Today, advertising influences consistently consumers to the extent that some specialists (Blanchard & Bowles, 1993) warn against the negative impact of advertising on the behavior of consumers. In this respect, the debate concerning advertising and its impact on consumers mainly refers to the possible impact of advertising on the consciousness of consumers to the extent that they cannot control their choices and act in accordance to standards and norms imposed on them by advertising. On the other hand, some specialists (Moy, et al., 1999) argue that advertising may not have any negative impact on consumers, who have the free will to choose goods or services independently of advertising. In such a context, a number of ethical issues naturally arise. At this point, among the major ethical considerations involving advertising and its impact on consumers, it is possible to single out the potential of advertising to control the mind and consciousness of consumers, the impact of advertising on consumers’ behavior and choices, the potential impact of advertising on children and adolescents, whose psychology and personal philosophy are not shaped, and many other ethical considerations.
In spite of attempts of companies that use advertising to promote their goods and services to position advertising as a mere marketing tool that helps companies to promote goods and services offering customer a choice without controlling their mind or shaping their buying habits, the impact of advertising on consumers is significant. At any rate, it proves beyond a doubt that, today, advertising is present everywhere in the life of people. Such spread of advertising results from the emergence of mass media, including not only print media but also TV, Internet and other media that have become available due to the development of information technologies and telecommunications. Therefore, people will face substantial difficulties, even if they attempt to avoid advertising consciously. When they receive certain messages, they will hardly be able to ignore totally these messages and advertising works in the same way. In such a situation, it is obvious that companies using advertising should conduct responsible policies to avoid the negative impact of advertising and, especially, to avoid the use of unfair and unethical techniques, when consumers are forced directly or indirectly to buy products or services being advertised.

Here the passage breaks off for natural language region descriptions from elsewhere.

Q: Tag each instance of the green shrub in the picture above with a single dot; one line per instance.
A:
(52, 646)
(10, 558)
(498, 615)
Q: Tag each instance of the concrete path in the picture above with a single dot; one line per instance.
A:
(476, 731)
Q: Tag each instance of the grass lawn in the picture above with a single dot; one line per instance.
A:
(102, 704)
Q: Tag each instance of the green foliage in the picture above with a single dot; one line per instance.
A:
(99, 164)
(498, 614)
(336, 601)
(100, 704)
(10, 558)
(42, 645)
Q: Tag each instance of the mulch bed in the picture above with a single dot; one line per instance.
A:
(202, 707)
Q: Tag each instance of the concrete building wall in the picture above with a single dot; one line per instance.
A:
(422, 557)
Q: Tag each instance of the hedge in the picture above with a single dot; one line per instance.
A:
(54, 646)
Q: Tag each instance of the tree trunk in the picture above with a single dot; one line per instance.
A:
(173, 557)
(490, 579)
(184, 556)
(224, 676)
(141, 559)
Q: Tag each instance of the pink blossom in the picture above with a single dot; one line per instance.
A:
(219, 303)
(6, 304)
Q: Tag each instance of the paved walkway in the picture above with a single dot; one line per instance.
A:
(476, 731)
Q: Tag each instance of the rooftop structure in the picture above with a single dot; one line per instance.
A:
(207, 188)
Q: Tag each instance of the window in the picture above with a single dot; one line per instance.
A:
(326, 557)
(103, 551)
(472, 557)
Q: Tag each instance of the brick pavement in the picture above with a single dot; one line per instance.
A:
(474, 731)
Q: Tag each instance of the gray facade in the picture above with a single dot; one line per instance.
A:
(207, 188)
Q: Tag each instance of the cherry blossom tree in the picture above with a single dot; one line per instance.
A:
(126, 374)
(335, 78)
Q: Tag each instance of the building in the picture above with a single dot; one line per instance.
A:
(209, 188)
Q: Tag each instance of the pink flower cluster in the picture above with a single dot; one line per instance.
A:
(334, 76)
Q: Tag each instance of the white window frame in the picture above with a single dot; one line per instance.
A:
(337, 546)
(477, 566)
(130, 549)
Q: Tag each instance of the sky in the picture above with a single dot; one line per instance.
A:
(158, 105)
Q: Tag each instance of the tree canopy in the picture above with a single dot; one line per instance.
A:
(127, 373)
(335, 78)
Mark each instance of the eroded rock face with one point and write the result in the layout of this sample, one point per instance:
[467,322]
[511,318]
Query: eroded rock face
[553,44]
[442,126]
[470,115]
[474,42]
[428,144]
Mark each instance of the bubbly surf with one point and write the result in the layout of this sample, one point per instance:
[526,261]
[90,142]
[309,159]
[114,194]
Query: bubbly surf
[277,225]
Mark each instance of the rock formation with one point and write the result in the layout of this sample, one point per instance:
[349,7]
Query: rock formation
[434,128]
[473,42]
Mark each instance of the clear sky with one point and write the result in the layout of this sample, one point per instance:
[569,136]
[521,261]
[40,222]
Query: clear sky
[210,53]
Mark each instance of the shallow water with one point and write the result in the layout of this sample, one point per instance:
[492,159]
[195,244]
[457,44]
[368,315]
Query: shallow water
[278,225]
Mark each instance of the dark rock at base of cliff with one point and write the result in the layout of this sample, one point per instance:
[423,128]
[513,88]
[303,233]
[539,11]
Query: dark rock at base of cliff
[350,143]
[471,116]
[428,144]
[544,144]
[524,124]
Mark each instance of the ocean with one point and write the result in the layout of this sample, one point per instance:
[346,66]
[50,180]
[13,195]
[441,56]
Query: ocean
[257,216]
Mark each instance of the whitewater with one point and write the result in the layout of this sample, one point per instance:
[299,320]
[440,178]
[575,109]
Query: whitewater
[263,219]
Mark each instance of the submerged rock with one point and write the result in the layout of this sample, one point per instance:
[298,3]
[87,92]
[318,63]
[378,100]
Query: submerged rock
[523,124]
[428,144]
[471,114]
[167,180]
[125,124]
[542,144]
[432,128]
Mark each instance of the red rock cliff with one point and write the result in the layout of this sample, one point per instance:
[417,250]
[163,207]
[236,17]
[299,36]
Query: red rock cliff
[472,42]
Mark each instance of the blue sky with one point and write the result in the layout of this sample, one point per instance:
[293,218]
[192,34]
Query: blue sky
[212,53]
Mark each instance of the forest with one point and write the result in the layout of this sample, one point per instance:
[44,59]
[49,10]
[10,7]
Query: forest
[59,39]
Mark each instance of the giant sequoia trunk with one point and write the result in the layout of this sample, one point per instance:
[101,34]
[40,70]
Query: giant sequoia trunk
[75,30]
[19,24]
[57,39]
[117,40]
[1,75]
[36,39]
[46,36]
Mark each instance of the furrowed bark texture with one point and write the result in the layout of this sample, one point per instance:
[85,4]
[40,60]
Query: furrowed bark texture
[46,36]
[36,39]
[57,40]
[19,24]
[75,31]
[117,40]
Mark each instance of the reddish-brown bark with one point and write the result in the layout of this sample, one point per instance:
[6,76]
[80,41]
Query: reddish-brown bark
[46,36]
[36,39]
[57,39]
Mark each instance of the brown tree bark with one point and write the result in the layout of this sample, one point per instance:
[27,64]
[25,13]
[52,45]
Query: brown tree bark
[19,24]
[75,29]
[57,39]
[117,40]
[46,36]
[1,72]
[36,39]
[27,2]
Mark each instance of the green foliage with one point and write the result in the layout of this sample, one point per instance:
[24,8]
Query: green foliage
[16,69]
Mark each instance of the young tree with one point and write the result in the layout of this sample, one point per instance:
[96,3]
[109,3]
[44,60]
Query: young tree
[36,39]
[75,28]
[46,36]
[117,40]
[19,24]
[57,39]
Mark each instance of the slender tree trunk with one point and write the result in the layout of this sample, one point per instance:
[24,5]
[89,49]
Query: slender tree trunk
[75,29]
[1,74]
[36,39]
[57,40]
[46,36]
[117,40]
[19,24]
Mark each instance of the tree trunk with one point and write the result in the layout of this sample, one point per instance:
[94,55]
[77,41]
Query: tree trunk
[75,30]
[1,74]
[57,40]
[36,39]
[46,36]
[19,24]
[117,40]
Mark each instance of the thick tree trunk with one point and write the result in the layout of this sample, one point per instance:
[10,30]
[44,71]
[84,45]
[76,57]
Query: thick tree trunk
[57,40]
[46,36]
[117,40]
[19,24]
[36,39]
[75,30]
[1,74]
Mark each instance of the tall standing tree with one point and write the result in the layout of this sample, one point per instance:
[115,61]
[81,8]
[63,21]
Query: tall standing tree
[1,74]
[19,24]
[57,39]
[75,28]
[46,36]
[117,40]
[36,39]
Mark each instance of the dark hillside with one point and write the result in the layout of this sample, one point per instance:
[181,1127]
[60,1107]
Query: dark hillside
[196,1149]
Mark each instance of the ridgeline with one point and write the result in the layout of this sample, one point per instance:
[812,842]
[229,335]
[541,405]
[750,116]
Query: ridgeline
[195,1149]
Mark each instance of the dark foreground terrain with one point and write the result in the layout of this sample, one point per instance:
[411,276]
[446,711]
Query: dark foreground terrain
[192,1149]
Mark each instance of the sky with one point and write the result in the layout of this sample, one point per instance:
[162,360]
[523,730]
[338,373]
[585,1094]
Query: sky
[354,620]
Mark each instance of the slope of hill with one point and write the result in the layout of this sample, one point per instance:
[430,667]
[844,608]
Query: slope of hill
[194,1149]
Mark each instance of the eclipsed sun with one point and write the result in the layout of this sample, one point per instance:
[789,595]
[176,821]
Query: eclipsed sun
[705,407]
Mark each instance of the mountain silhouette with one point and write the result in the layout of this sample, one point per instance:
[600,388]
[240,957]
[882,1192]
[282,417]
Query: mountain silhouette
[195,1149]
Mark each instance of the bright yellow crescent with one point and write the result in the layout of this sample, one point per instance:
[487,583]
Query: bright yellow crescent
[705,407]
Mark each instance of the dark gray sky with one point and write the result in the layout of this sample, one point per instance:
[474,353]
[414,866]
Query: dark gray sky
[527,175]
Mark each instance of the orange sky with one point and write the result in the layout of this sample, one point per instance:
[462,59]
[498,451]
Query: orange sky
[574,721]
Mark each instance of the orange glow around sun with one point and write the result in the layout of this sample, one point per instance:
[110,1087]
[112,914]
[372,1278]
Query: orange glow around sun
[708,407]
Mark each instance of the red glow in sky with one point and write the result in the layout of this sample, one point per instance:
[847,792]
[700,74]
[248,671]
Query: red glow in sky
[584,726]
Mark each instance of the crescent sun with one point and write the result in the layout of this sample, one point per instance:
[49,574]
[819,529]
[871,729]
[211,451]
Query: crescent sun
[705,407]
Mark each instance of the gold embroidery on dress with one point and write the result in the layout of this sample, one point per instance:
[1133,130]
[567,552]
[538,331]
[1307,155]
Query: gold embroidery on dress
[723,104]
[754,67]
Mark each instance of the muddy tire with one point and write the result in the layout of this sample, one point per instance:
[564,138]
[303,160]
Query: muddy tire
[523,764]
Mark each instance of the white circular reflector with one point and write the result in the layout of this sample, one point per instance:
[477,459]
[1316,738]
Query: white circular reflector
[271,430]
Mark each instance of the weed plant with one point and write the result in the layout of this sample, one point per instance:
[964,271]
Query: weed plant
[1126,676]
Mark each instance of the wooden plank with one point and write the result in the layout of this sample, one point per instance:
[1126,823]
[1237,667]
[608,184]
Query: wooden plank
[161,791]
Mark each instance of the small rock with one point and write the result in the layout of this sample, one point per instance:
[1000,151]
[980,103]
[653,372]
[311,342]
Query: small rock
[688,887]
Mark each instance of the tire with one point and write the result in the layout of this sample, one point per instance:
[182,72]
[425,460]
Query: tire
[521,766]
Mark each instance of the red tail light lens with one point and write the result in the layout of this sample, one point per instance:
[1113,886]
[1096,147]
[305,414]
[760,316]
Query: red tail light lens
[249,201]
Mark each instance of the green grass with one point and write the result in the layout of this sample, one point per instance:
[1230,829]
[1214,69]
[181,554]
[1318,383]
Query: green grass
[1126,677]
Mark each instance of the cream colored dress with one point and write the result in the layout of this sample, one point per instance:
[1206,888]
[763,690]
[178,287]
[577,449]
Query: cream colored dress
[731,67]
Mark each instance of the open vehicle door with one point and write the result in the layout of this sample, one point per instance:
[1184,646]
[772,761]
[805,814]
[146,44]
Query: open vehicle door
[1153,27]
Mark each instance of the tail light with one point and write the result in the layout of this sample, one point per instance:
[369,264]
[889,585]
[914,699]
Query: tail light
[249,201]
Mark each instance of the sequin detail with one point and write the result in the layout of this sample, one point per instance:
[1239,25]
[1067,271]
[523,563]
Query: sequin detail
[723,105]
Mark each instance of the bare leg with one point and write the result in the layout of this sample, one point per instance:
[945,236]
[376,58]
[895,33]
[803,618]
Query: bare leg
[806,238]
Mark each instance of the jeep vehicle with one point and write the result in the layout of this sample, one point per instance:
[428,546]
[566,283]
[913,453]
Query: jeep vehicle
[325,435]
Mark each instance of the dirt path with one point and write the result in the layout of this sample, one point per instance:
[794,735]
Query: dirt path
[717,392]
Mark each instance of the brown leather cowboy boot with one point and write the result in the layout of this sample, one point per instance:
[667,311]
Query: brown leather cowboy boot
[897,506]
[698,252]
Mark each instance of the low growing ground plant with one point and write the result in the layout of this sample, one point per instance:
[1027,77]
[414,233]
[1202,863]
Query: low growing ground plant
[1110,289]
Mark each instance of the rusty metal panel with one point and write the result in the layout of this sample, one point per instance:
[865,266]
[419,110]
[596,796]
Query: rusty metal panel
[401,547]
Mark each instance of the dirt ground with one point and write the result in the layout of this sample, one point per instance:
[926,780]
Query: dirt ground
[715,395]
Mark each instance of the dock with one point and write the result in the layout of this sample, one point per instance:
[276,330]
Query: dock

Advertising as a tool of the mind control
Advertising is an essential tool used by companies to promote their products or services. At the same time, today, advertising is widely used to promote brands and to shape a positive image of brands of companies, which help them to improve their marketing position. In actuality, the positive public image of a brand is as important as an effective advertising of products or services because consumers readily buy products of recognizable brands, whereas unknown brands are likely to fail to gain attention of consumers without the active promotion and large scale advertising campaign. Anyway, whatever the subject of advertising the main goal of companies using advertising is to persuade consumers to buy their products or services. In other words, the ultimate goal of advertising is to influence habits and behavior of consumers.
In such a context, many specialists (Bovee and Thill, 2005) argue that advertising can have a huge impact on the consciousness of consumers and, what is more, advertising can potentially define choices and behavior of consumers. At this point, it is worth mentioning the fact that advertising traditionally aims at the persuasion of consumers to make choices desirable for companies using advertising.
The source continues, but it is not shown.